# honda 2113 tractor



## gr1028 (Dec 15, 2007)

got a question, I have honda 2113 tractor. about 5 years old. last year started having a problem. Starts fine, runs fine but after 45 minutes or so, suddenly dies and won't start again until its cooled off. later that day, starts fine and does the same thing. seems like the hotter the weather, the faster it would die. could this be an ignition problem? Thanks for any suggestions!


----------



## K-B (Oct 24, 2005)

Ignition is likely. How does it shut off? Does it sputter and choke until it dies, or does it shut off like you've turned the key off?


----------



## gr1028 (Dec 15, 2007)

shuts off fine. there is a hesistation when I start it ...like the battery is dead for a second or so and then kicks in.


----------



## oscaryu1 (Jul 24, 2007)

Does it use a coil? If so, see if the insulation is burnt/gone. If it is, most likely when it gets hot, water seeps in there... Thus it stops, until the water has evaporated...

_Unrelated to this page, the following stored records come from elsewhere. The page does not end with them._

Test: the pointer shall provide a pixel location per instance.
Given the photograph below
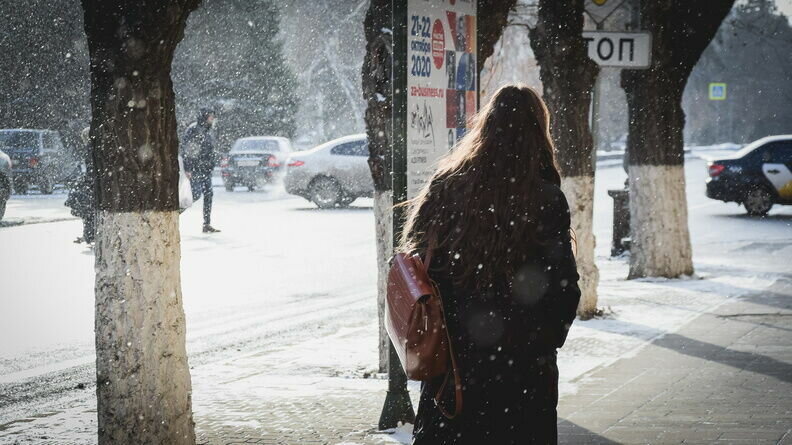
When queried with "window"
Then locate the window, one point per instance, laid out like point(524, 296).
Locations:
point(270, 145)
point(356, 148)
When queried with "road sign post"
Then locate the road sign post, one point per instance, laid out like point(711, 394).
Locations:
point(435, 93)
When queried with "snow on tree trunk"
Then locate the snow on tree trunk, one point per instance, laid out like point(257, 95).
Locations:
point(579, 192)
point(383, 219)
point(376, 83)
point(568, 77)
point(681, 30)
point(143, 381)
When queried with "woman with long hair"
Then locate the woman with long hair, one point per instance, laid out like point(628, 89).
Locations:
point(498, 226)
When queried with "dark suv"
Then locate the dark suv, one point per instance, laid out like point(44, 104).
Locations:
point(757, 176)
point(38, 158)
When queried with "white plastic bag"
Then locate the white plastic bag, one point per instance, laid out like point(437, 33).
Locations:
point(185, 190)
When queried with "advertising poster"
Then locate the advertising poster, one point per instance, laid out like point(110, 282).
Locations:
point(441, 82)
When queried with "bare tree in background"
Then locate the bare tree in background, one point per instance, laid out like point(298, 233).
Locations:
point(143, 382)
point(376, 77)
point(568, 77)
point(681, 30)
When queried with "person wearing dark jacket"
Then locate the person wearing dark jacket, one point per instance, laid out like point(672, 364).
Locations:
point(199, 161)
point(499, 228)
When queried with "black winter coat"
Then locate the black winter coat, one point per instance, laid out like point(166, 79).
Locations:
point(201, 136)
point(506, 344)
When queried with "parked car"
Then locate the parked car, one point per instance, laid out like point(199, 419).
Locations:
point(254, 161)
point(332, 174)
point(39, 158)
point(758, 176)
point(5, 181)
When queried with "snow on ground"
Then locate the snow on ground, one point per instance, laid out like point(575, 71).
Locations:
point(281, 302)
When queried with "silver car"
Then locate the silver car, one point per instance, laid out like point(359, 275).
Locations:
point(332, 174)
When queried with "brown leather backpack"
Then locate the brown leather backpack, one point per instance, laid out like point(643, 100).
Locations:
point(416, 325)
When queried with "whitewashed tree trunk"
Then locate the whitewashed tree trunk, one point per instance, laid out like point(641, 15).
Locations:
point(383, 219)
point(143, 381)
point(659, 232)
point(579, 191)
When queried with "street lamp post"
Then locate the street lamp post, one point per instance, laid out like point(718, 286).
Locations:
point(398, 407)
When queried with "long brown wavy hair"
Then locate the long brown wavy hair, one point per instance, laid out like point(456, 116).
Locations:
point(479, 208)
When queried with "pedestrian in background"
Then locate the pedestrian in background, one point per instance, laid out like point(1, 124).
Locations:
point(499, 227)
point(199, 160)
point(81, 190)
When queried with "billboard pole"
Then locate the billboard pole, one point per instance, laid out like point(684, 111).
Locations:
point(435, 92)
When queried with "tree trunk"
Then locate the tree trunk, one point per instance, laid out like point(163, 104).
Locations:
point(681, 30)
point(376, 77)
point(568, 77)
point(143, 381)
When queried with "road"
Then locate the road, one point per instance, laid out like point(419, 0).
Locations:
point(281, 272)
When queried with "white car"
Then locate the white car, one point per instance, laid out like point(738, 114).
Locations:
point(332, 174)
point(254, 161)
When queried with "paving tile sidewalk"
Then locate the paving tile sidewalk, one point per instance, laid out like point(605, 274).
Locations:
point(726, 377)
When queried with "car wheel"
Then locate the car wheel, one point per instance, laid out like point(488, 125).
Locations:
point(20, 187)
point(325, 192)
point(758, 201)
point(46, 186)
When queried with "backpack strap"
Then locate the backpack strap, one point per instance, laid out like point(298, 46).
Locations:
point(457, 384)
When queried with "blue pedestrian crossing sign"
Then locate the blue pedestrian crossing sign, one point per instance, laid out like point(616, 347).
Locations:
point(717, 91)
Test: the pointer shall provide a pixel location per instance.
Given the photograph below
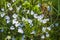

Check spark right after it stops.


----------



## K-B (Oct 24, 2005)

gr1028 said:


> shuts off fine. there is a hesistation when I start it ...like the battery is dead for a second or so and then kicks in.


Actually, I meant when it quits on you, how does it die? Sputtering or quickly?


----------



## gr1028 (Dec 15, 2007)

it shuts off quickly when I turn it off..but, when it gets to the point where it shuts itself off, it sometimes backfires and shuits off rough. of course, it's going full throttle then though.


----------



## les warren (Dec 27, 2007)

You almost certainly have an exhaust valve sticking when the engine gets hot
cure is strip head and clean valve stems


----------



## Basementgeek (Feb 7, 2005)

Are you sure that the fins on the engine are fairly clean? Clogged fins/fan will cause the engine to over heat.

Any way you can spin the engine, by hand, when it dies? Possible bad piston.

BG


----------